Wednesday, May 9, 2012

The difference between the sexes

The difference between boys and girls is a lot of difference.
They're just different breeds.
They think differently.
Some may say boys don't think at all.
I think they do, but search me if I know what it is they think about. Not health food, hygiene, or manners, certainly.
I've collected a couple of examples for you, just from my house (and lest we forget, I have been Mom to seven teenage boys as well, so I know whereof I speak):

Cora's first drawing was of a stick horse. Anna's was of two stick people (me and her). Gianni's was a stick person too! I asked what the stick boy was doing. He's peeing on the ground. Ah. But of course. Logical.

Girls eat their food like human beings. Boys eat into the shape of a gun and then blow your head off.


Girls have a buddy system whenever they go to the little girl's room. Well, my boy doesn't give me any privacy either, but once he got bored waiting for me to empty my bladder. Finally, he exclaimed, this would go a lot faster if you had a hot dog!* Sorry to keep you, twerp; don't you have a piece of toast that would make a nice Glock?


When girls fall down and hurt themselves, they cry. Boys get up and punch whatever tripped them and yell, "stupid table!"


Girls play My Little Ponies and Littlest Pet Shops. Boys play kill shots and practice their own death scenes one million times a day. Gianni has his down to an art form. There's twitching, leg spasms, gasping for air, foaming at the mouth, protruding tongues (well, tongue), and final words of wisdom (such as "My cousin Herb drives a bus almost everyday!" If you don't know the pigeon books, this won't make any sense to you. If you do own the pigeon books, this won't make any sense to you).


Girls like to snuggle and hug and kiss and hold hands and pat your head and stroke your hair and scratch your back. This is my night time conversation with Moose a few days ago:


Me: goodnight! sleep tight! don't let the bed bugs bite! i love you to the moon and back! smoochy smoochy my sweet babykins!

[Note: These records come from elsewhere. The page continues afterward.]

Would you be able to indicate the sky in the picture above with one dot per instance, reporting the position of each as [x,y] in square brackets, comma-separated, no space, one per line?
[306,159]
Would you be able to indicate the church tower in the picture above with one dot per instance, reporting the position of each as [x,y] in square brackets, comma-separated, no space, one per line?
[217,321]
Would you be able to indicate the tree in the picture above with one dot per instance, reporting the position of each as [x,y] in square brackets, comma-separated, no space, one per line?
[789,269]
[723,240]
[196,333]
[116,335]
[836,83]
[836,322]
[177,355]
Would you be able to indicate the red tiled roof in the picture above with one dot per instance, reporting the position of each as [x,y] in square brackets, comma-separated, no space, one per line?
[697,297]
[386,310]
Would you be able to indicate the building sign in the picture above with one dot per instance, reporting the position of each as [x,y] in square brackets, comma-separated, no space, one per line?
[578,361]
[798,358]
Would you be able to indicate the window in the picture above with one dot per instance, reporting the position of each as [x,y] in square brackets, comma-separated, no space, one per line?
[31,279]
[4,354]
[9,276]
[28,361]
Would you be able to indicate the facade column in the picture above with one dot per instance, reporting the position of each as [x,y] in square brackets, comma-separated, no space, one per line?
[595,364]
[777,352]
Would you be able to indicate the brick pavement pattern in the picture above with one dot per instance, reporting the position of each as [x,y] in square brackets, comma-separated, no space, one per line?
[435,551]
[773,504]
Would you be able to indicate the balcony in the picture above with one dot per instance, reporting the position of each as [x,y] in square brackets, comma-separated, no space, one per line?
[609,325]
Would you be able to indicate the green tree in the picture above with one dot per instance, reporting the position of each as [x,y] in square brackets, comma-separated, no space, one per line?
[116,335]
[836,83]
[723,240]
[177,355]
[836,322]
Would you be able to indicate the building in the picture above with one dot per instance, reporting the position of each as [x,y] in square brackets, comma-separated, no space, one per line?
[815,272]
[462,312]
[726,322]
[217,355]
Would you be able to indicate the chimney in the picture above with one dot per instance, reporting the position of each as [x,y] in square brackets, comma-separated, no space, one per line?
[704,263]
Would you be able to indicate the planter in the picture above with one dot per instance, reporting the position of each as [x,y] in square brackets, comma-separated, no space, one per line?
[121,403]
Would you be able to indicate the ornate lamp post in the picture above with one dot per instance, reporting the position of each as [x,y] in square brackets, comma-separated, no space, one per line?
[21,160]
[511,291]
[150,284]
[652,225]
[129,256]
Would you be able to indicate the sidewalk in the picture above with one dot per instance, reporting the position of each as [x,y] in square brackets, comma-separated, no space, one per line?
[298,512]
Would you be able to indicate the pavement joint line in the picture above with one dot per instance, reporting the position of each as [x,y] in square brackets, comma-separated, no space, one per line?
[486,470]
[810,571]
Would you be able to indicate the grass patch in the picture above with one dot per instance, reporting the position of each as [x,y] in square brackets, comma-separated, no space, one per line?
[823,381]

Him: stop kissing me, it's gross.


Me: I'll kiss you whenever I want, mister! now give me some more! (attack him with my full body weight and plant a big wet one on him).


Him: STOP IT! I'm wiping this off!


Me: You can't wipe off Mother's kisses. It's impossible. They don't wipe off for 100 years.


Him: WHAT???? That's not funny!


Me:  Sorry, dude. There's nothing I can do.


Him: I'm shooting it off with my laser beam!


Me: Nope.


Him: My sniper battleship is shooting torpedoes at it!


Me: Negative, ghost rider.


At this point, he is choking back tears.


Him, weakly: I put a force field around it.


Me: My kisses can get through your force field, chikadee.


Him: I really hate bedtime.


The end.


* I'm not a anatomically correct kind of parent. I use baby talk. Even in a room full of adults.